After coming across a recent article in the Seattle PI, I realized that this debate is alive and well and playing itself out in the Washington State court system. Pharmacists in both my hometown of Seattle, as well as across the country, are refusing to dispense the highly controversial birth control drug, Plan B.

According to the Washington Post:

The trend has opened a new front in the nation’s battle over reproductive rights, sparking an intense debate over the competing rights of pharmacists to refuse to participate in something they consider repugnant and a woman’s right to get medications her doctor has prescribed. It has also triggered pitched political battles in statehouses across the nation as politicians seek to pass laws either to protect pharmacists from being penalized — or force them to carry out their duties.

Setting aside the issues of abortion and reproductive rights, the real heart of this issue is can an employee refuse to carry out specific aspects of their job that they do not like?

What makes the pharmacists/Plan B debate especially inflammatory is that their refusal to act directly impacts the rights and well-being (so to speak) of others.

“We don’t have a profession of robots. We have a profession of humans. We have to acknowledge that individual pharmacists have individual beliefs,” said Susan C. Winckler, the [American Pharmacists] association’s vice president for policy and communications.

While I don’t think anyone on either side of this issue is advocating that people perform their jobs like robots with no room for compassion or common sense, we have to weigh the public responsibility of the pharmacy position (to dispense medications as requested) against individual freedom (to exercise free will).
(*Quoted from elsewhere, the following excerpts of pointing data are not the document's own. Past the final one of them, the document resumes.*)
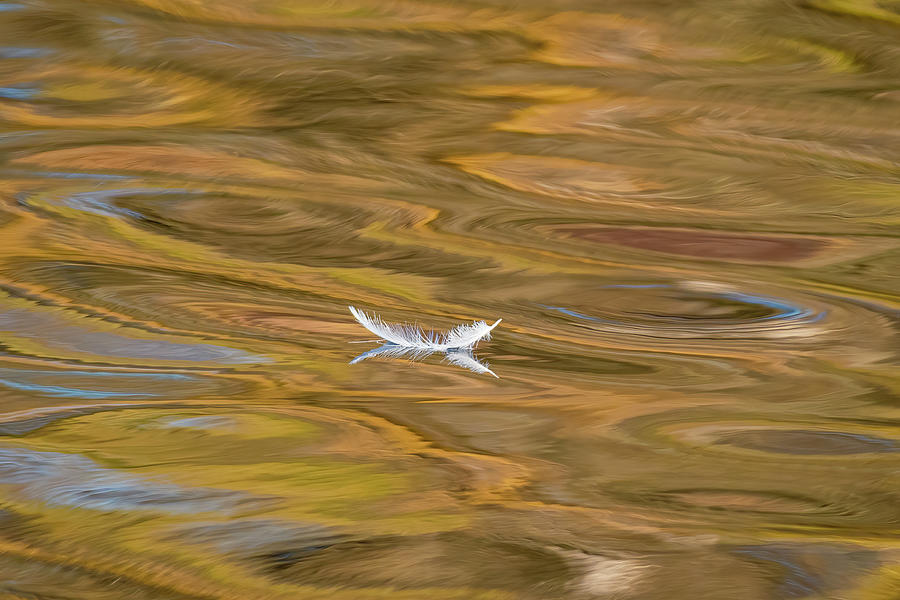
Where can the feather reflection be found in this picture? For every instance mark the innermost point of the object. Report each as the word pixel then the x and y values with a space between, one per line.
pixel 461 358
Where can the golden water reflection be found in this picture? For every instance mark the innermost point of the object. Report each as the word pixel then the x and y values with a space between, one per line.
pixel 685 214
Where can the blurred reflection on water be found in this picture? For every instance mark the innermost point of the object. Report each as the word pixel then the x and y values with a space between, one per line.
pixel 686 214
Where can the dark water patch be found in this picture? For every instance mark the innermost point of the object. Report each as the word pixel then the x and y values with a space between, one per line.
pixel 809 442
pixel 809 570
pixel 702 244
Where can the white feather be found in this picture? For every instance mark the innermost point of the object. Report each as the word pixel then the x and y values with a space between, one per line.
pixel 467 360
pixel 461 337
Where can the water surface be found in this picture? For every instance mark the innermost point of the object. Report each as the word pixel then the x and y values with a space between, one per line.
pixel 685 213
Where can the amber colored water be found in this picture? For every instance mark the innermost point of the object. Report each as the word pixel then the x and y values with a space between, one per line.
pixel 686 214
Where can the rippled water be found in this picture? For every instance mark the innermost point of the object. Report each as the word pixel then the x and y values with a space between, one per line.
pixel 685 213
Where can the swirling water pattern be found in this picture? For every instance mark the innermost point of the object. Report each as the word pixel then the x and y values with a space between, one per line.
pixel 685 213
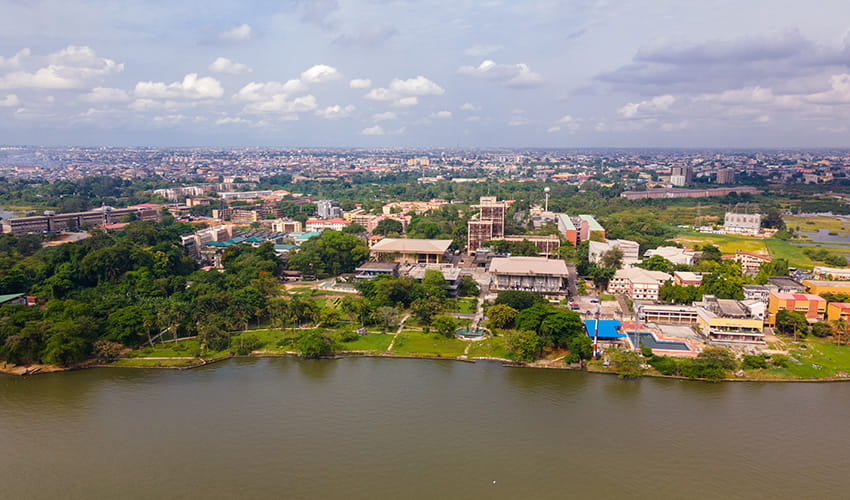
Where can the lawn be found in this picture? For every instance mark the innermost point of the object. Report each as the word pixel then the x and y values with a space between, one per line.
pixel 427 344
pixel 491 347
pixel 375 342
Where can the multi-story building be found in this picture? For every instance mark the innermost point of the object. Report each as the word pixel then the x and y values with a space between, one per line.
pixel 533 274
pixel 637 283
pixel 813 306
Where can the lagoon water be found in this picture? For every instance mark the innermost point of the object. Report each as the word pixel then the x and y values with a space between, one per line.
pixel 401 428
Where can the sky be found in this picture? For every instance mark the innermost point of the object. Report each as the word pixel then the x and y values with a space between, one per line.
pixel 425 73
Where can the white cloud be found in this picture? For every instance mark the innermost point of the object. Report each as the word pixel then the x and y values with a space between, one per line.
pixel 191 87
pixel 261 91
pixel 335 112
pixel 360 83
pixel 389 115
pixel 647 108
pixel 482 50
pixel 105 94
pixel 73 67
pixel 237 34
pixel 510 75
pixel 405 93
pixel 14 62
pixel 373 130
pixel 281 104
pixel 320 73
pixel 10 101
pixel 226 66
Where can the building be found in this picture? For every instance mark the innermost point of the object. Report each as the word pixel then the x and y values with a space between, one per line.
pixel 831 273
pixel 337 224
pixel 750 262
pixel 630 249
pixel 533 274
pixel 819 287
pixel 637 283
pixel 679 256
pixel 728 321
pixel 410 251
pixel 734 223
pixel 726 176
pixel 813 306
pixel 488 225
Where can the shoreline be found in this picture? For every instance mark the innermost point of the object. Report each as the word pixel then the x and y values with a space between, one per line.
pixel 29 370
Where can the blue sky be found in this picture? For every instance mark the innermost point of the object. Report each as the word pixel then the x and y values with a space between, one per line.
pixel 715 73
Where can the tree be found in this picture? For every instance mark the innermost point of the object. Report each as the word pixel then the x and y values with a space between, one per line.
pixel 523 345
pixel 445 325
pixel 501 316
pixel 388 226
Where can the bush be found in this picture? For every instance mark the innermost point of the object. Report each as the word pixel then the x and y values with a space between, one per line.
pixel 754 362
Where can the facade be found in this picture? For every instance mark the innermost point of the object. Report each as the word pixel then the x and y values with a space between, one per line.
pixel 742 223
pixel 410 251
pixel 533 274
pixel 813 306
pixel 637 283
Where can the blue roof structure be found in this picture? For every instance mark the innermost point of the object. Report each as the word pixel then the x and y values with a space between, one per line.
pixel 607 328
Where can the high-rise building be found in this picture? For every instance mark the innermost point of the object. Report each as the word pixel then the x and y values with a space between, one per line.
pixel 488 225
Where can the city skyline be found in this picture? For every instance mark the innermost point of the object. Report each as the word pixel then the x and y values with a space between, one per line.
pixel 340 73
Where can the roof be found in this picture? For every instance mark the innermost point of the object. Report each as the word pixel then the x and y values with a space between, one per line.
pixel 607 328
pixel 10 296
pixel 528 266
pixel 410 245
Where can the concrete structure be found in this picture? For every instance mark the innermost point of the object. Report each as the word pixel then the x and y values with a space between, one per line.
pixel 749 261
pixel 411 251
pixel 534 274
pixel 832 273
pixel 637 283
pixel 630 249
pixel 728 321
pixel 488 225
pixel 813 306
pixel 734 223
pixel 680 256
pixel 838 310
pixel 819 287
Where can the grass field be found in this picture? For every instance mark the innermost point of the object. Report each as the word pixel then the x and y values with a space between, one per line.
pixel 427 344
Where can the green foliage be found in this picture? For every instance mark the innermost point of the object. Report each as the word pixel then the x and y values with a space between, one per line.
pixel 523 345
pixel 519 299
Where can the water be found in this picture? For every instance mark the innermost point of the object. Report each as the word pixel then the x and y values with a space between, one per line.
pixel 396 428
Advocates for pharmacists’ rights argue that if refused their request for Plan B, customers can take their business elsewhere to one of many pharmacies that will fill the prescription. But many women’s rights advocates argue with equal fervor that any pharmacist with an objection to filling prescriptions of any kind can just as easily change professions to one that does not require them to make moral objections.

Where do we draw the line? Can pharmacists refuse to dispense AIDS drugs because they find homosexuality immoral? Can a Postal Carrier refuse to deliver issues of Playboy because they find pornography disgusting? Is it a violation of their civil rights to force them to do so?

Are there situations when the public good trumps private freedom?

The Patriot Act certainly thinks so, and for the time being, so does the Washington State district court.